Haunt Fox noticed that only Kate, Desmond, and Jack have showered on the island. How bad do you think the other islanders smelled?
So that’s not really a question, right? [Laughs.] More a joke? I mean, obviously we’re not islanders. We all smell like normal civilians who shower every day.

Though, those are the only three characters we’ve seen bathe.
Really? We’ve seen Sun bathe!

Ah, good point, yes we have. Okay, Lolo1450 was wondering if you have any real-life nicknames, like Kate has Freckles?
Sure. I probably have plenty if you were to survey the different people in my life. But I’m not telling anyone because they’ll start using them and it will drive me crazy. There’s nothing more frustrating than when fans use a nickname. That’s like people you don’t know using names from people that you’re intimate with. Like if my mom has a nickname and a fan finds it out and starts using it, that’s creepy.

Jerri_Blank wonders how you managed to steal your scenes in The Hurt Locker with very little screen time.
I didn’t know I had! Well, thank you, Jerri. That’s very sweet.

Alexandra Martell, Exotica, and many more want to know what you put in your hair. And they want to know brand names.
[Laughs.] Well, right now I use L’Oreal products in my hair. Hmmm, I should go look in my shower and see what they’re called. I ought to know what they’re called being I’m a spokesperson for them [laughs]. I always forget. Hang on … I’m walking through my kitchen to the bathroom. So it’s called Everstrong. Everstrong shampoo and conditioner.

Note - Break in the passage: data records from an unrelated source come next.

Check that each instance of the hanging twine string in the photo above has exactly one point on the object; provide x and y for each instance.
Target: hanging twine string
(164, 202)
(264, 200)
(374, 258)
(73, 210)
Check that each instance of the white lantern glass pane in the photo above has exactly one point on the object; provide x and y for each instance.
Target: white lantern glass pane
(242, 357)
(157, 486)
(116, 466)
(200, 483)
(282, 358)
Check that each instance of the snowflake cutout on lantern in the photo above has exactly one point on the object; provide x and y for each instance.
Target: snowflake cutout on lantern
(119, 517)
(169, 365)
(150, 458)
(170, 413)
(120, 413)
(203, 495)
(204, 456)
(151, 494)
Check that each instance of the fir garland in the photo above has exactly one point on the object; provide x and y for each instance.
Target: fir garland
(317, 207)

CandiceMarshall is wondering if there is a scene involving Kate that you wish you could rewrite?
Yeah, there are. I often would have liked to rewrite some of the stuff that was passed between Kate and her beaus. You know, her romantic leads, her men. I have a hard time separating Kate from Evangeline. So, unfortunately, when they write things I think, I would never say that. Or, I would never do that. Or, that’s ridiculous. Then, instinctively, I want to change it because I want to make it what feels real to me. Which is not acting, you know? That is trying to play yourself out onscreen. So it’s kind of a ridiculous way to think, but, unfortunately, I tended to be that way.

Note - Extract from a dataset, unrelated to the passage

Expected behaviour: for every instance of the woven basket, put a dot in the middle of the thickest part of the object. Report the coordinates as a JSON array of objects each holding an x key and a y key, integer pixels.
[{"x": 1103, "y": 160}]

There is this one scene that I stand by that if I could have chosen or written it, it definitely would have gone down differently: the scene where Kate watches Jack carry a meal over to Juliet at the survivors camp. They sit down together and eat and they’re laughing and talking, and then Kate subsequently goes to Sawyer’s tent and ravishes him. I feel like it was a cheapening of the character. I feel like she was always an emotionally confused women between these two men, but she was never that manipulative sexually, I don’t think. I feel like that was something that if I could have rewritten it — and I tried to work with the producers on that one; I tried to change so at least it wasn’t a cut. It could have been Kate seeing Jack then maybe a couple scenes go by, time goes by, and then you see her go to Sawyer’s tent. It ended up being a direct cut and that she literally went in a snit, and was in a pout, because Jack was playing with another girl and she went and seduced Sawyer. I didn’t dig that. I would have rewritten that.